4.) Testudo’s Nose Brings Good Luck: 



Generations of Terps will tell you that Testudo’s nose is magical and awesome. Students rub it and find that their grades dramatically improve. Imagine what would happen if world leaders like Putin could rub our president’s nose! All of our problems would probably be instantly solved! 


3.) Testudo Knows DC Really Well:



For those of you Terps who weren’t really bored and tuning out the Images tours, you might remember a fun fact–Testudo can see DC from McKeldin! His eyes gaze benignly at our nation’s capitol. Trump’s too busy burying his nose into his stacks of money, whereas Testudo actually sees DC all the time.


2.) Testudo Cares: 



Politicians are all old farts who were alive before the internet was around. They clearly don’t give a **** about people our age. But Testudo obviously cares about us! He brings us good luck and puts up with our shit.

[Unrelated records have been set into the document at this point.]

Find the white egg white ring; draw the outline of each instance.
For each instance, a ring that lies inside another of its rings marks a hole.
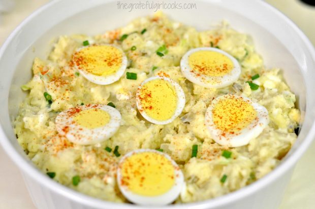
[[[89,129],[82,126],[74,120],[76,114],[73,110],[77,109],[83,111],[91,109],[101,109],[110,116],[109,122],[104,126]],[[86,145],[96,144],[108,140],[117,131],[119,127],[121,116],[116,109],[104,104],[86,104],[71,108],[61,112],[55,120],[58,132],[65,135],[70,141],[78,145]]]
[[[124,73],[124,71],[127,67],[128,59],[127,57],[124,54],[124,53],[123,52],[122,50],[120,48],[118,47],[117,46],[110,44],[104,44],[103,45],[107,45],[115,47],[119,49],[121,53],[121,66],[120,66],[120,67],[118,69],[118,71],[117,71],[116,73],[115,73],[114,74],[106,76],[96,76],[95,75],[92,74],[91,73],[88,73],[85,70],[79,69],[77,65],[77,63],[75,62],[74,62],[74,63],[76,68],[78,71],[79,71],[80,73],[82,74],[84,77],[84,78],[90,81],[91,82],[99,85],[108,85],[118,81],[118,80],[119,80],[120,77],[122,76]],[[76,51],[78,52],[82,49],[89,47],[90,47],[90,46],[87,46],[81,47],[76,50]]]
[[[172,162],[172,164],[174,166],[174,185],[170,190],[165,194],[155,196],[140,195],[130,191],[129,190],[127,186],[121,186],[120,183],[122,178],[121,167],[125,159],[134,154],[146,152],[154,152],[163,155],[169,160]],[[172,203],[177,198],[180,193],[184,184],[184,176],[183,173],[177,164],[173,160],[171,157],[162,152],[148,149],[134,150],[126,154],[119,161],[117,170],[117,179],[119,190],[125,198],[132,202],[144,205],[164,205]]]
[[[212,118],[212,110],[215,105],[222,99],[230,96],[242,98],[251,105],[257,113],[256,120],[253,120],[247,126],[234,134],[216,128]],[[206,111],[205,120],[205,125],[213,140],[220,145],[229,147],[240,147],[248,144],[250,140],[260,134],[269,122],[268,111],[264,106],[253,102],[249,98],[231,94],[223,95],[213,99]]]
[[[190,67],[188,58],[192,54],[199,51],[211,51],[222,54],[232,61],[234,67],[230,73],[222,76],[208,76],[198,73]],[[180,60],[180,69],[184,76],[190,81],[206,88],[225,87],[238,79],[241,74],[241,67],[236,59],[224,51],[212,47],[196,48],[186,52]]]
[[[138,107],[138,110],[143,110],[142,106],[141,105],[141,100],[140,99],[139,97],[141,87],[143,86],[143,85],[148,82],[149,81],[156,79],[162,79],[168,81],[175,88],[175,89],[176,91],[176,94],[177,94],[177,97],[178,100],[177,101],[177,107],[175,111],[174,115],[171,117],[171,118],[168,120],[165,121],[159,121],[150,117],[147,115],[147,114],[145,113],[145,111],[139,111],[139,112],[141,115],[144,118],[145,118],[145,119],[152,123],[160,125],[167,124],[168,123],[172,122],[172,121],[175,120],[175,118],[176,118],[179,115],[180,115],[180,113],[181,113],[181,112],[182,111],[184,107],[185,107],[185,102],[186,102],[186,99],[185,98],[185,93],[184,93],[184,91],[181,88],[179,84],[178,84],[177,83],[175,82],[172,79],[167,77],[154,76],[153,77],[149,78],[148,79],[143,81],[143,82],[142,82],[142,83],[141,83],[141,84],[140,85],[140,86],[138,88],[138,90],[137,90],[137,93],[136,95],[136,102],[137,103],[137,107]]]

1.) Testudo Would Lower Taxes:



Testudo is a magical creature who only requires sacrifices to survive. If he was the president, he wouldn’t need a salary–he’d just need White House interns to leave him their coffee, shoes, bras, etc. (And unlike Clinton, he wouldn’t have sex with them.) The national debt could be greatly reduced if we could pay our leader with food and offerings instead of money.


So bottom line–stand aside, Trump! Testudo will run for president, and not only will he win, he will make the world a much better place.